As x rays scatter off a crystalline sample, detectors measure their intensity but are unable to measure their phase information. But both intensity and phase are necessary for x-ray diffractometry to reconstruct the position of each atom in such samples. The phase problem in x-ray crystallography does have some partial solutions, which have made the experimental technique spectacularly successful in condensed-matter physics and biophysics.
Each of the solutions, however, has certain limitations. For direct methods, a complete set of diffraction-peak measurements is plugged into a system of equations that estimates phases based on the probable location of electrons in the crystal lattice. The phase information can also be collected by other means, such as computational microscopy (see the article by Manuel Guizar-Sicairos and Pierre Thibault, Physics Today, September 2021, page 42). But they all need lots of high-resolution data and often require crystallographers to painstakingly grow high-quality samples. That’s true even for molecules that are smaller than proteins, the typical targets of x-ray crystallography.

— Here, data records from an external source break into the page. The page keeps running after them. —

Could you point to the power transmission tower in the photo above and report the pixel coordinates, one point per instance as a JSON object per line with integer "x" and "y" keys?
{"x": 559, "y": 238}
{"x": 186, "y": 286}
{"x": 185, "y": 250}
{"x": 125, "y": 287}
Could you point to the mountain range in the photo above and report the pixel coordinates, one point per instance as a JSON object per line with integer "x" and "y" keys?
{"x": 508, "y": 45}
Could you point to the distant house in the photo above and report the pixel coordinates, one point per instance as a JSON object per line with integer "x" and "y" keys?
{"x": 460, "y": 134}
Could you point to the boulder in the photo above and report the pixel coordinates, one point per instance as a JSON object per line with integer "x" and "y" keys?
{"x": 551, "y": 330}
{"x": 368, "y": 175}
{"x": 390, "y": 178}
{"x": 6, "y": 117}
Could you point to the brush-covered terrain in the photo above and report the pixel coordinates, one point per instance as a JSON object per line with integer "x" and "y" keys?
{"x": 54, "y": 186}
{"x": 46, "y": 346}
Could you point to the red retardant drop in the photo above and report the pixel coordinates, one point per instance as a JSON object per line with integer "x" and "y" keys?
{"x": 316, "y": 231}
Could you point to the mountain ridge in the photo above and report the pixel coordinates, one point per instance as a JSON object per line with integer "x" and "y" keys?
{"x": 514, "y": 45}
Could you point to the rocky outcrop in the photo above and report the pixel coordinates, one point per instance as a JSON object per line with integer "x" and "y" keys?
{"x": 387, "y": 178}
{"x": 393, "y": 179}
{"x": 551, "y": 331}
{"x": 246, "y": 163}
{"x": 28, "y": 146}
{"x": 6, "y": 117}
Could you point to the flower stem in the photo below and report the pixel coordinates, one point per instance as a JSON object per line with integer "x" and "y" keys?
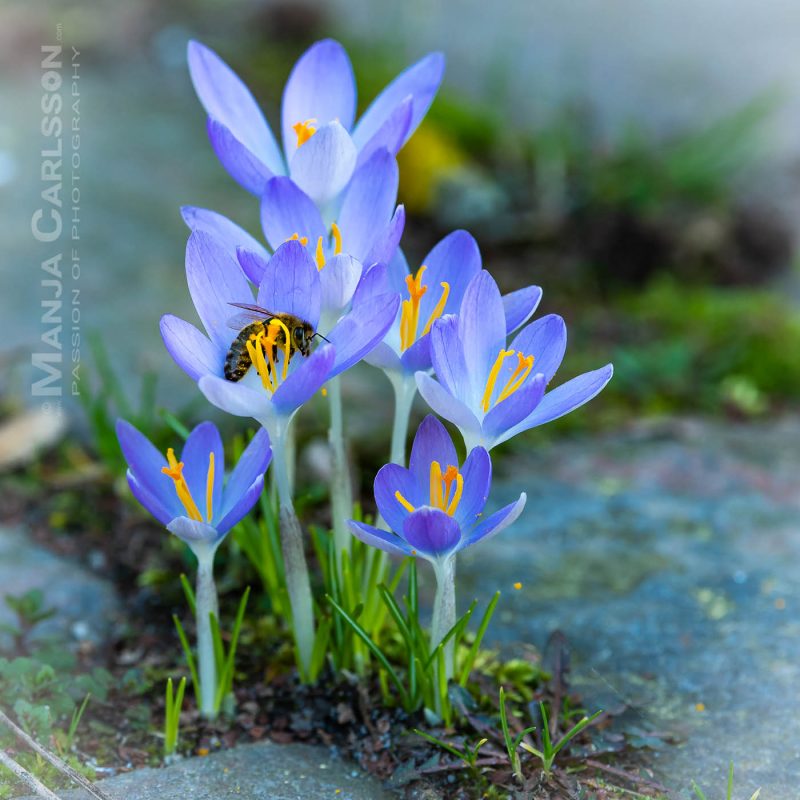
{"x": 341, "y": 489}
{"x": 405, "y": 389}
{"x": 206, "y": 603}
{"x": 298, "y": 583}
{"x": 444, "y": 608}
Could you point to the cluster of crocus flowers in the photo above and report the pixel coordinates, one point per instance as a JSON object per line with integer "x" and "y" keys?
{"x": 192, "y": 498}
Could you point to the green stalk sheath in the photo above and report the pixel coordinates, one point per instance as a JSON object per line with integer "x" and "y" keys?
{"x": 444, "y": 609}
{"x": 405, "y": 389}
{"x": 341, "y": 488}
{"x": 206, "y": 604}
{"x": 298, "y": 583}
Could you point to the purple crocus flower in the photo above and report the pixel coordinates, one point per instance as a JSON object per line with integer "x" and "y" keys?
{"x": 434, "y": 509}
{"x": 189, "y": 495}
{"x": 290, "y": 285}
{"x": 321, "y": 145}
{"x": 492, "y": 392}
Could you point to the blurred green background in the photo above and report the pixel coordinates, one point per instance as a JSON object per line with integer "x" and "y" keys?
{"x": 638, "y": 161}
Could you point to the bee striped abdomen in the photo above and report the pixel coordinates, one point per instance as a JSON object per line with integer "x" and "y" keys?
{"x": 237, "y": 361}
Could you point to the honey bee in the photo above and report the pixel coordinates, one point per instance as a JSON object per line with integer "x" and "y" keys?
{"x": 251, "y": 324}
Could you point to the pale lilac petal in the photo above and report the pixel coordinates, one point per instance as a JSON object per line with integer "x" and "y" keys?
{"x": 252, "y": 464}
{"x": 242, "y": 506}
{"x": 545, "y": 340}
{"x": 193, "y": 352}
{"x": 152, "y": 503}
{"x": 420, "y": 80}
{"x": 369, "y": 203}
{"x": 215, "y": 281}
{"x": 431, "y": 443}
{"x": 225, "y": 98}
{"x": 456, "y": 260}
{"x": 477, "y": 474}
{"x": 375, "y": 537}
{"x": 286, "y": 210}
{"x": 339, "y": 278}
{"x": 145, "y": 463}
{"x": 291, "y": 284}
{"x": 322, "y": 87}
{"x": 304, "y": 381}
{"x": 481, "y": 329}
{"x": 392, "y": 478}
{"x": 431, "y": 532}
{"x": 227, "y": 231}
{"x": 244, "y": 167}
{"x": 514, "y": 409}
{"x": 323, "y": 166}
{"x": 519, "y": 306}
{"x": 385, "y": 246}
{"x": 236, "y": 398}
{"x": 497, "y": 522}
{"x": 564, "y": 399}
{"x": 447, "y": 406}
{"x": 361, "y": 330}
{"x": 392, "y": 134}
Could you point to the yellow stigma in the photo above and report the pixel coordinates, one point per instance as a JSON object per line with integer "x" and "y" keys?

Now Anders Madsen and Anders Larsen of the University of Copenhagen and Toms Rekis of Goethe University Frankfort in Germany report that a deep-learning algorithm can determine the crystal structure of various molecules with up to about 50 atoms. Despite working with just 10–20% of the data that are typically required for direct methods, the artificial intelligence (AI) approach generated crisp electron-density maps of a sample’s structure.
Madsen and colleagues trained the AI algorithm with 49 million chemical crystal structures that they artificially generated. Then they tested the algorithm against 2300 real chemical structures that they obtained from the Cambridge Structural Database, an archive of more than 1.25 million 3D crystal structures determined by x-ray diffraction and neutron diffraction. For their proof of principle, the researchers chose molecular crystal structures that have a length scale of about 10 Å and fall into one of the relatively simple space groups, which describe the packing symmetry of a crystal’s molecules. The first results were successful: The algorithm produced phase values and correctly identified the 3D structure for each of the 2300 test cases.
The phase problem isn’t entirely solved. Many other molecular crystal structures in different space groups have yet to be evaluated, and Madsen and his team are testing the algorithm’s effectiveness for more complex space groups and larger crystal sizes. Existing AI tools, such as AlphaFold, are already making exquisite predictions of proteins’ 3D structures (see Physics Today, October 2021, page 14); Madsen and colleagues’ algorithm fills a complementary niche for smaller molecules that are difficult to crystallize or for weakly scattering crystals that are unable to yield better than low-resolution diffraction data sets. (A. S. Larsen, T. Rekis, A. Ø. Madsen, Science 385, 522, 2024.)